It’s common in marketing to measure the success of a campaign based on the ROI – the return on your investment. And in display advertising, this is usually calculated by looking at how many consumers viewed or clicked on ads, and how much money came back via purchases.
But this calculation is flawed, and the resulting conclusion meaningless. Why? Because this calculation doesn’t measure how many sales would have taken place anyway without the advertising.
The truth is that some of the sales that you are attributing to your campaign would always have happened, even if you hadn’t spent a penny on ads. And by including them in your ROI, you’re getting an unrealistic picture of what actually happened.
You’re also skewing your decision-making going forward. Because, with an artificially high ROI, you may have decided to invest more money in an ad campaign that’s not actually delivering the results you think.

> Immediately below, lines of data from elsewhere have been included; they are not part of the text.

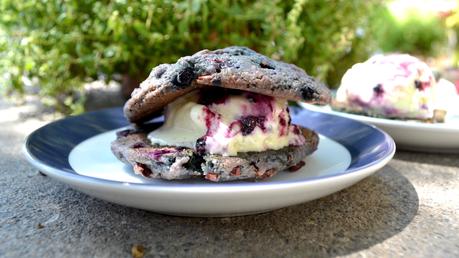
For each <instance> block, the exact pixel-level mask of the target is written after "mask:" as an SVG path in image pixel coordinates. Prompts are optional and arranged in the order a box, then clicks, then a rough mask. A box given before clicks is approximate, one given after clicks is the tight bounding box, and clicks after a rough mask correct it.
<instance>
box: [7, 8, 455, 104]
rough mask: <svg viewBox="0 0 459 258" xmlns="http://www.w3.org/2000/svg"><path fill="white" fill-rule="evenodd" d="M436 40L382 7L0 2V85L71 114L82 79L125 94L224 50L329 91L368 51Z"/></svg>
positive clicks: (367, 57) (419, 21)
mask: <svg viewBox="0 0 459 258" xmlns="http://www.w3.org/2000/svg"><path fill="white" fill-rule="evenodd" d="M451 23H452V22H451ZM452 27H454V26H452ZM456 27H457V26H456ZM446 41H447V36H446V25H445V23H444V22H443V21H442V20H440V19H438V18H437V17H431V18H429V19H426V18H425V17H424V16H422V15H415V14H413V15H409V19H398V18H397V17H395V16H393V14H392V13H391V12H390V10H389V9H388V6H387V4H386V1H382V0H368V1H362V0H328V1H323V0H288V1H281V0H272V1H271V0H261V1H249V0H239V1H236V0H221V1H219V0H185V1H184V0H182V1H159V0H139V1H130V0H116V1H95V0H66V1H64V0H60V1H59V0H40V1H36V0H21V1H17V0H3V1H1V2H0V87H1V90H2V92H3V93H5V94H7V95H8V94H9V95H11V94H17V93H19V94H20V93H23V92H24V90H25V87H24V84H27V83H29V84H30V83H33V84H36V85H39V89H40V90H39V91H38V94H40V96H41V97H42V100H43V101H44V102H45V103H47V104H49V105H52V106H54V107H56V108H57V109H58V110H60V111H62V112H66V113H69V112H70V113H79V112H82V111H83V105H82V104H83V103H84V100H85V98H84V94H83V87H82V85H83V84H84V83H86V82H90V81H93V80H100V79H103V80H106V81H110V80H116V81H119V82H121V83H122V84H124V85H125V86H126V87H125V88H127V89H128V88H130V87H129V86H132V85H134V86H136V85H137V84H138V83H139V82H140V81H141V80H142V79H143V78H146V76H147V75H148V74H149V72H150V70H151V69H152V68H153V67H154V66H156V65H157V64H160V63H165V62H175V61H176V60H177V59H178V58H179V57H181V56H184V55H190V54H192V53H194V52H196V51H199V50H201V49H204V48H208V49H216V48H222V47H225V46H229V45H244V46H247V47H250V48H252V49H254V50H256V51H259V52H261V53H263V54H266V55H268V56H271V57H272V58H275V59H280V60H284V61H286V62H291V63H295V64H297V65H298V66H300V67H302V68H304V69H305V70H306V71H307V72H308V73H310V74H312V75H314V76H316V77H318V78H319V79H321V80H323V81H325V82H326V83H327V84H328V85H330V86H331V87H335V86H337V85H338V84H339V80H340V78H341V76H342V74H343V73H344V72H345V70H346V69H348V68H349V67H350V66H351V65H352V64H354V63H356V62H361V61H363V60H365V59H367V58H368V56H369V55H371V54H372V53H375V52H376V51H389V52H392V51H402V52H408V53H413V54H417V55H426V56H432V55H436V54H438V51H437V50H439V49H441V47H439V46H442V45H444V44H445V42H446Z"/></svg>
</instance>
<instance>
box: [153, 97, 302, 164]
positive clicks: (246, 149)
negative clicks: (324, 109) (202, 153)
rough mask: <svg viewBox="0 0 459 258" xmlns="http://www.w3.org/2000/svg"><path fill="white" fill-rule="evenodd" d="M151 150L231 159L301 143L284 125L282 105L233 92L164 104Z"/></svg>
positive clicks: (286, 113)
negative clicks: (191, 149) (169, 103)
mask: <svg viewBox="0 0 459 258" xmlns="http://www.w3.org/2000/svg"><path fill="white" fill-rule="evenodd" d="M148 137H149V139H150V140H151V142H152V143H153V144H159V145H172V146H185V147H189V148H194V149H196V150H197V151H198V152H201V153H210V154H220V155H223V156H236V155H237V154H238V153H241V152H261V151H266V150H279V149H282V148H284V147H286V146H291V145H294V146H298V145H302V144H304V142H305V138H304V136H303V134H302V133H301V132H300V128H299V127H298V126H296V125H292V124H291V122H290V113H289V109H288V106H287V100H285V99H281V98H273V97H270V96H266V95H262V94H256V93H252V92H247V91H237V90H221V89H218V90H203V91H195V92H192V93H190V94H188V95H187V96H184V97H182V98H180V99H178V100H176V101H174V102H172V103H170V104H169V106H168V107H167V111H166V121H165V123H164V125H163V126H162V127H160V128H159V129H157V130H155V131H152V132H151V133H150V134H149V135H148Z"/></svg>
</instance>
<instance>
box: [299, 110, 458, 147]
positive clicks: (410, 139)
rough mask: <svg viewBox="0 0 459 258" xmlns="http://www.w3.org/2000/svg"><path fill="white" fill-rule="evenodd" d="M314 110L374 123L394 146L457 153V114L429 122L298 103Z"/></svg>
mask: <svg viewBox="0 0 459 258" xmlns="http://www.w3.org/2000/svg"><path fill="white" fill-rule="evenodd" d="M301 105H302V106H303V107H304V108H306V109H308V110H312V111H315V112H321V113H325V114H332V115H336V116H341V117H345V118H350V119H354V120H357V121H360V122H363V123H367V124H372V125H375V126H377V127H379V128H381V129H383V130H384V131H385V132H387V133H388V134H389V135H390V136H392V138H393V139H394V140H395V142H396V143H397V148H399V149H406V150H414V151H422V152H446V153H456V152H459V117H457V116H455V117H450V119H449V120H448V121H446V122H445V123H437V124H429V123H423V122H419V121H403V120H393V119H384V118H375V117H369V116H363V115H356V114H349V113H345V112H339V111H335V110H333V109H332V108H331V107H329V106H315V105H311V104H306V103H301Z"/></svg>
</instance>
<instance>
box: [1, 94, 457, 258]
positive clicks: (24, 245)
mask: <svg viewBox="0 0 459 258" xmlns="http://www.w3.org/2000/svg"><path fill="white" fill-rule="evenodd" d="M55 118H56V117H55V116H53V114H49V113H43V112H41V111H40V110H38V111H37V110H34V109H33V107H31V106H27V105H22V106H18V107H14V106H11V105H7V104H5V103H4V102H1V101H0V128H1V130H0V256H1V257H130V256H131V248H132V247H133V245H143V246H144V247H145V257H334V256H349V257H394V256H406V257H459V224H458V220H459V159H458V157H459V155H457V154H455V155H453V154H450V155H444V154H443V155H436V154H422V153H410V152H398V153H397V154H396V156H395V158H394V160H393V161H391V162H390V163H389V165H388V166H386V167H385V168H383V169H381V170H380V171H379V172H378V173H376V174H375V175H373V176H371V177H369V178H367V179H365V180H363V181H362V182H360V183H358V184H356V185H354V186H353V187H351V188H348V189H346V190H343V191H341V192H339V193H336V194H333V195H331V196H328V197H326V198H323V199H320V200H316V201H312V202H309V203H305V204H301V205H297V206H293V207H289V208H285V209H281V210H277V211H274V212H270V213H265V214H260V215H253V216H245V217H234V218H182V217H172V216H165V215H160V214H155V213H152V212H147V211H143V210H137V209H133V208H127V207H123V206H119V205H115V204H111V203H107V202H104V201H101V200H97V199H94V198H92V197H89V196H86V195H84V194H82V193H79V192H77V191H75V190H72V189H70V188H69V187H67V186H66V185H64V184H61V183H58V182H56V181H53V180H51V179H50V178H48V177H45V176H43V175H41V174H39V173H38V171H37V170H35V169H34V168H33V167H31V166H30V165H29V164H28V163H27V162H26V160H25V159H24V157H23V155H22V152H21V148H22V143H23V141H24V137H25V136H26V135H27V134H28V133H30V132H31V131H33V130H34V129H36V128H38V127H40V126H41V125H44V124H46V123H47V122H49V121H51V120H53V119H55Z"/></svg>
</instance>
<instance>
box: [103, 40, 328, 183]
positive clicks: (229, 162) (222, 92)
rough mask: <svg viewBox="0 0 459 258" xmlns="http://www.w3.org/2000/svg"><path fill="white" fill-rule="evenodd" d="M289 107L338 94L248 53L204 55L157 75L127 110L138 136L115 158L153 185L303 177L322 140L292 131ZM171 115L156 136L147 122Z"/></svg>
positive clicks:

And if that campaign doesn’t work as well next time, you’ll have no idea why, because all your attention is focused on the very end of your marketing funnel.
So what should you do instead?
What you should really be measuring is your incremental ROI. That’s how much unique value your display ad campaign is genuinely delivering – the number of people whose behaviour was changed by seeing the ads.
How do you measure this? To discover true incrementality you need to split test your campaign into two groups:
• One group who sees your ads.
• A second group who doesn’t.
This allows you to tell how much additional revenue you have generated by running your ads.
What difference can measuring incrementation make to your ROI?
Incrementality helps marketing teams to serve ads to people who are likely to act as a result of seeing them – and spend less (or nothing) on people who will probably make a purchase without seeing an ad.
To give context for this, we recently ran a highly successful display ad campaign for a top retail brand.
While the rest of the retail market struggled with a festive season that saw a 3.1% drop in Boxing Day shoppers and 75% clothing discounts before the peak shopping season, our client’s e-commerce sales for the 23 weeks leading up to 5 January were up 27.8% on the previous year.
30% of this growth can be directly attributed to our activity. Indeed, we delivered an ROI of 9, with a new customer rate of 43%.
However, our incremental ROI was actually 5.4-6.4. This is the actual ROI based purely on the ads we ran. The difference between the two figures are the people who would have made their purchase whether they’d seen our ad or not.
This is the only honest and accurate ROI that companies should be talking about when it comes to display advertising campaigns. A company that wows you with an ROI that doesn’t measure incrementality isn’t showing you the whole picture, and is taking credit for sales that had nothing to do with their campaign.